Le site et notamment la rubrique ” Erika ” est construit de manière défensive. Il donne l’impression que Totalfina veut communiquer le moins possible sur cette catastrophe. Le site Internet a subi la dynamique utilisée dans les médias ordinaires. Les réponses diffusées sur le net sont proches du communiqué de presse et éloignées des modèles de la communication interactive. Les visiteurs de ce site de crise peuvent avoir le sentiment de se retrouver face à des ” raccords ” réalisés dans l’urgence qui n’apportent rien aux informations déjà diffusées sur d’autres médias. Ces réponses prudentes et improvisées (du moins au début) laissent un sentiment de frustration pour l’internaute qui demande d’en savoir plus ” que les autres “. Certes, ce site a le mérite de ne pas occulter la crise, mais ce n’est pas suffisant pour crédibiliser un message sur le net : l’interactivité manque cruellement. 

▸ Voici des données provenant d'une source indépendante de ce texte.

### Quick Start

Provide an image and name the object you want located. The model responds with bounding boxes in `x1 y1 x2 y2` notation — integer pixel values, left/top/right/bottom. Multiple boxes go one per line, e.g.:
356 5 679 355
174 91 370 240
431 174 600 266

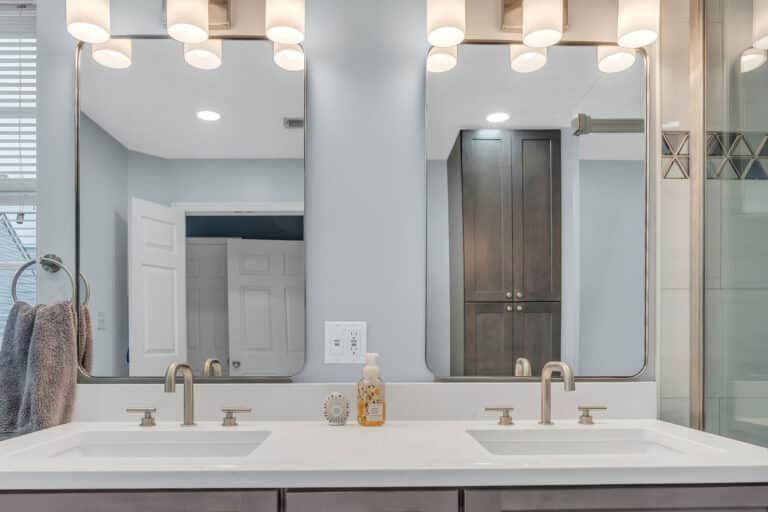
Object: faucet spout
539 361 576 425
165 363 195 427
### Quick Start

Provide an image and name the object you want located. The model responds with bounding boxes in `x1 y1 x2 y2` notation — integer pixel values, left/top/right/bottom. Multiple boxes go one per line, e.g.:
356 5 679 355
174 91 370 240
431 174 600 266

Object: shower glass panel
704 0 768 446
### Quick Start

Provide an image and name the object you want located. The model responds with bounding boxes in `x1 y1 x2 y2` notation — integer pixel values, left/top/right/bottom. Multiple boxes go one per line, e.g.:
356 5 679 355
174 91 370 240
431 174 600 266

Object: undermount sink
467 426 703 456
40 427 270 459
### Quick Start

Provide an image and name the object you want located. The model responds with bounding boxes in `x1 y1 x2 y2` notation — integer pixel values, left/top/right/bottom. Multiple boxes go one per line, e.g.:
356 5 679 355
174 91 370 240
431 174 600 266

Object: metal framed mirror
426 42 652 381
75 36 306 383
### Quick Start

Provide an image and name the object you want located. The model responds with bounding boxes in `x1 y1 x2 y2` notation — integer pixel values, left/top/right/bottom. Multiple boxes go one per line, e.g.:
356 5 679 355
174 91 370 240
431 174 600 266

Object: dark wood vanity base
0 484 768 512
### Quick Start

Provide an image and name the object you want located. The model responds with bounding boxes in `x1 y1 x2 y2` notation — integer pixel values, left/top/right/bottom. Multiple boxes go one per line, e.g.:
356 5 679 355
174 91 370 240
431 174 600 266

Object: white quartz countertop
0 419 768 490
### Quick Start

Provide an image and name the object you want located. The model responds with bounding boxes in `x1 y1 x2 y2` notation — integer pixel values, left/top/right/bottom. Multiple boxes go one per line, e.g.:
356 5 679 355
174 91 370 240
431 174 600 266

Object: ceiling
81 39 304 159
426 44 645 160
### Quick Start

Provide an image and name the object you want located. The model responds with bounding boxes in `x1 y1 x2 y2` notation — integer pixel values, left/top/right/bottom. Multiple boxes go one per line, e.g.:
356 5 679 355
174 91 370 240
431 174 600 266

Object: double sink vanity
0 374 768 512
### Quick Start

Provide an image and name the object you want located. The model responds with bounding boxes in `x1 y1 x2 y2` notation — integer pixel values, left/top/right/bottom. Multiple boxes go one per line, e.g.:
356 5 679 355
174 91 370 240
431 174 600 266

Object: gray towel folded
0 302 38 433
77 305 93 373
17 302 77 433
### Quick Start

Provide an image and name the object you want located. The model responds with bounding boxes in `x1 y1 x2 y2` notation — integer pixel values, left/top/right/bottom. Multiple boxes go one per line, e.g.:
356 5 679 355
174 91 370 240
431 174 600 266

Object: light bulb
66 0 110 43
427 46 459 73
427 0 467 48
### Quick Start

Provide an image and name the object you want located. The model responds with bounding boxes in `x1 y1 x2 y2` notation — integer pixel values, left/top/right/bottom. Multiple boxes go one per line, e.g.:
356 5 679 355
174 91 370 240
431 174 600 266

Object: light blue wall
38 0 432 381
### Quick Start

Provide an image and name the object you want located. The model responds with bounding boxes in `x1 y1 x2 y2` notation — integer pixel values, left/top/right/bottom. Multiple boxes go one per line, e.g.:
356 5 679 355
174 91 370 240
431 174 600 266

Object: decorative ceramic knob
323 392 349 426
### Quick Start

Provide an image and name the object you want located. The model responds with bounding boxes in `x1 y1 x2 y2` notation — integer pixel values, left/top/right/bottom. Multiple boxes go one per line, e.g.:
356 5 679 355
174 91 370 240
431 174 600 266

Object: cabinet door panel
511 130 561 301
464 486 768 512
285 490 459 512
0 491 278 512
461 130 513 302
464 302 560 377
464 302 515 377
513 302 560 375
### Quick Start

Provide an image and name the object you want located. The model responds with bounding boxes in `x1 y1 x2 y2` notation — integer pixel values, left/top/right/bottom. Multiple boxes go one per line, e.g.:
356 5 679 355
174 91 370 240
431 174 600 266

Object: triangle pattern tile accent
707 157 725 179
718 160 739 180
664 132 688 155
707 134 725 156
744 160 768 180
744 132 765 155
730 136 752 156
757 136 768 156
661 134 672 156
664 160 685 180
730 156 755 178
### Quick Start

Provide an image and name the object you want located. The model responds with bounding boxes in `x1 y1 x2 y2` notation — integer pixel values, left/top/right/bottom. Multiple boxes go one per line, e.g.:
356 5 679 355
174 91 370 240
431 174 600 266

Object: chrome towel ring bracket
11 254 91 305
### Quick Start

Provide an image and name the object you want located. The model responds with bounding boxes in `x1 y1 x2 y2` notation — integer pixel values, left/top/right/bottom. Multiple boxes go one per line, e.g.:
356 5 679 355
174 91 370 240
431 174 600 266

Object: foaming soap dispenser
357 353 387 427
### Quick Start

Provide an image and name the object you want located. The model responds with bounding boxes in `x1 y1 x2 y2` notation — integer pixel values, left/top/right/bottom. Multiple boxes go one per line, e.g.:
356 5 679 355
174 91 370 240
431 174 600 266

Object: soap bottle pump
357 353 387 427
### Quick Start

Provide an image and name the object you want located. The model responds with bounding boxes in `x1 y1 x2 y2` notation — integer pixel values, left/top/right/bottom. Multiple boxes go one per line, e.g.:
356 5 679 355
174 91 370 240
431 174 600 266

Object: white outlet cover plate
325 322 368 364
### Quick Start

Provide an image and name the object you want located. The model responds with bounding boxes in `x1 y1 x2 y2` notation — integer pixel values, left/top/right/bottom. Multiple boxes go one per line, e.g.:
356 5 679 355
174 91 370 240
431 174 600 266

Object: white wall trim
171 201 304 216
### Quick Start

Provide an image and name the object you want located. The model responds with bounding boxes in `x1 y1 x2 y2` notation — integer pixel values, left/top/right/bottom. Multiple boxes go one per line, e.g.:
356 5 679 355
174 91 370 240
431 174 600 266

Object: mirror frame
74 34 309 384
424 39 656 383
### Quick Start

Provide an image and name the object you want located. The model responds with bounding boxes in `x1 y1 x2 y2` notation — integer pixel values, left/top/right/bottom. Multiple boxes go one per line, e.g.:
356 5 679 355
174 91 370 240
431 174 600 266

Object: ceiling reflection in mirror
78 39 305 377
426 44 647 378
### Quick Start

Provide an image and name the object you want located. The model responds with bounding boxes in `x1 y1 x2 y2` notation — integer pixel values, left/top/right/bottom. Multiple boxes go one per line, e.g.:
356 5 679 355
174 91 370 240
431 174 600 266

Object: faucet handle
578 405 608 425
221 407 253 427
125 407 157 427
485 407 515 425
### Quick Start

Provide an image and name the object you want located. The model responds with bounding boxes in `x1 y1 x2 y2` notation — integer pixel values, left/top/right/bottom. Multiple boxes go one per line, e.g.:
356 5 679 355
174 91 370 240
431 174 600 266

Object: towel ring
11 257 83 304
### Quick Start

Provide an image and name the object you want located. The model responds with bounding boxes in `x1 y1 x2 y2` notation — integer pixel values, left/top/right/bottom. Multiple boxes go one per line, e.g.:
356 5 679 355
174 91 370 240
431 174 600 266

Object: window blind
0 2 37 182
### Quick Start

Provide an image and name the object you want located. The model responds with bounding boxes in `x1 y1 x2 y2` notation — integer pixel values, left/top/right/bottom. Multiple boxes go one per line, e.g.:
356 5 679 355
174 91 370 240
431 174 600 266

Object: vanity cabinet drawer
464 485 768 512
285 490 459 512
0 491 278 512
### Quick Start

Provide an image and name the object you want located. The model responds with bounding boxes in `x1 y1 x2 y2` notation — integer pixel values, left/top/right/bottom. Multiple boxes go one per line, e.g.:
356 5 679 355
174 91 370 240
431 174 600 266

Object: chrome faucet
165 363 195 427
539 361 576 425
515 357 533 377
203 358 224 377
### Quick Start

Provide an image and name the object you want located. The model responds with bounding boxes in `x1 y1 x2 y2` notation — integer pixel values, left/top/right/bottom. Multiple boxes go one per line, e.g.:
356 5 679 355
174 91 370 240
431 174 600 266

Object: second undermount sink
467 426 704 456
45 428 269 459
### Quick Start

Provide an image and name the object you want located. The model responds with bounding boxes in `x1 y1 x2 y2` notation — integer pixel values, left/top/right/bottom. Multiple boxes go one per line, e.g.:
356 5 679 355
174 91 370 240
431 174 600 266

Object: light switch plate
325 322 368 364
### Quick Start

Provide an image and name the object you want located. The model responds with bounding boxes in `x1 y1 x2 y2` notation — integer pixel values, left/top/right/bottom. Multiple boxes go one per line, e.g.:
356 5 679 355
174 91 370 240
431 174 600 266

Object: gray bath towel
17 302 77 433
77 305 93 373
0 302 37 433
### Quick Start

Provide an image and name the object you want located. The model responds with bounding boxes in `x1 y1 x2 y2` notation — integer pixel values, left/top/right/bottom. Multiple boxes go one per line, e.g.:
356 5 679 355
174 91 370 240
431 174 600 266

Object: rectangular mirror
426 44 648 379
78 39 305 380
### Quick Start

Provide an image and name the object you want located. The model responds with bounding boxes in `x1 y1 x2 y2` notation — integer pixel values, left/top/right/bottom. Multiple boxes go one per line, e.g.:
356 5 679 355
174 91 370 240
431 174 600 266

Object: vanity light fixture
427 46 459 73
485 112 509 123
272 43 304 71
752 0 768 50
739 48 768 73
509 44 547 73
166 0 208 43
91 39 131 69
427 0 467 48
66 0 110 43
523 0 563 48
597 46 636 73
197 110 221 121
264 0 304 44
618 0 661 48
184 39 222 70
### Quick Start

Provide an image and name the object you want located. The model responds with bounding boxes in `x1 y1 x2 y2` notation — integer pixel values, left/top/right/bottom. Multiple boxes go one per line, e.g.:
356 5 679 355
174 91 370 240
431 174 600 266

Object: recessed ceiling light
485 112 509 123
197 110 221 121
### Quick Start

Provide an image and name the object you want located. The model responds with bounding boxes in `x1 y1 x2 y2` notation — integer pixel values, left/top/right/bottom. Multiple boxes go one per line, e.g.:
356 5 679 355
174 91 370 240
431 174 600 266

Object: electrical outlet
325 322 368 364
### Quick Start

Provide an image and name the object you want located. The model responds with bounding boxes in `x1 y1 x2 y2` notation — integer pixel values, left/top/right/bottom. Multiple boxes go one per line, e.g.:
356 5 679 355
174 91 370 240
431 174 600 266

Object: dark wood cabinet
447 130 562 377
285 489 459 512
464 485 768 512
0 490 279 512
464 302 560 376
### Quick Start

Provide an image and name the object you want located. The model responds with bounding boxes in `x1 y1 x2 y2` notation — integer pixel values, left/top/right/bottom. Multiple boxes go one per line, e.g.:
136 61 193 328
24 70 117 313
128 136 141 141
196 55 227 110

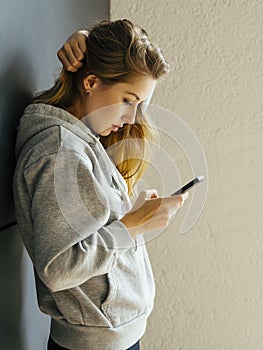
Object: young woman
13 20 187 350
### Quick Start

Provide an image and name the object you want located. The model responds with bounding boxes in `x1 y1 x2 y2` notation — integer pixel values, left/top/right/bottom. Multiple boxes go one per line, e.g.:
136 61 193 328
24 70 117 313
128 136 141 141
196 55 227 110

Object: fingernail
183 192 189 200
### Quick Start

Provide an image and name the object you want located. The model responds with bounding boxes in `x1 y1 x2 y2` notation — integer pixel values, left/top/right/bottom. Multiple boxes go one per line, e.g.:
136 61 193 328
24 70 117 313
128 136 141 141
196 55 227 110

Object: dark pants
47 337 140 350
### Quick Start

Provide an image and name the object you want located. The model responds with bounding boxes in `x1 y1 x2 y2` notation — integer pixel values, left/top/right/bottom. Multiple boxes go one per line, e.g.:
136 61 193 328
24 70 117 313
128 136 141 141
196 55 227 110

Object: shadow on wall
0 52 32 350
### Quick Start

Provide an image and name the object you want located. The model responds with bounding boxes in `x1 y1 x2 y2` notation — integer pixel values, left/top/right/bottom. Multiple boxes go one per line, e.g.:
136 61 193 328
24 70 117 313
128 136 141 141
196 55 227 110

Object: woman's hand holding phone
120 190 188 238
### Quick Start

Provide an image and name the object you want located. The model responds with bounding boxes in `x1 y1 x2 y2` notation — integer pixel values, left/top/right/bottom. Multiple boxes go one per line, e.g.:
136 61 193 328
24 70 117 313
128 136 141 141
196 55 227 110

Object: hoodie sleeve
24 151 134 291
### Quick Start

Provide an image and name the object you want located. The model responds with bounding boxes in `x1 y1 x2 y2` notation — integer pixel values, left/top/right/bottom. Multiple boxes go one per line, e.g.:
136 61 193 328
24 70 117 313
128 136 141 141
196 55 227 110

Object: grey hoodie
13 104 154 350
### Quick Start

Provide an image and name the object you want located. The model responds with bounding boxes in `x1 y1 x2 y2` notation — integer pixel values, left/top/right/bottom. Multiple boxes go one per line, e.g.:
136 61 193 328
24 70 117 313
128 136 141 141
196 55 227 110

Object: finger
72 44 85 61
78 36 87 58
57 49 77 72
166 192 189 208
147 189 158 199
61 43 82 71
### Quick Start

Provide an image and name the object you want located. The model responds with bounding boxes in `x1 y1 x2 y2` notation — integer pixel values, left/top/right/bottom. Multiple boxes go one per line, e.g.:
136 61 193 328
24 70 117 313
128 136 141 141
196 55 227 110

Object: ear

On dénote une incapacité à reconnaître ses erreurs et à présenter des excuses dès le début de la crise. La compagnie a attendu plus de deux semaines avant de reconnaître une responsabilité morale. La compagnie manque également de compassion et fait preuve d’une certaine indifférence quant aux conséquences de la catastrophe, sentiments cristallisés essentiellement à travers son PDG, Thierry Desmarest. On lui reproche notamment de ne pas avoir pris la parole dès les premières heures suivant le naufrage. Il demeure l’exemple caricatural du dirigeant n’ayant pas su communiquer autour des problèmes touchant sa compagnie.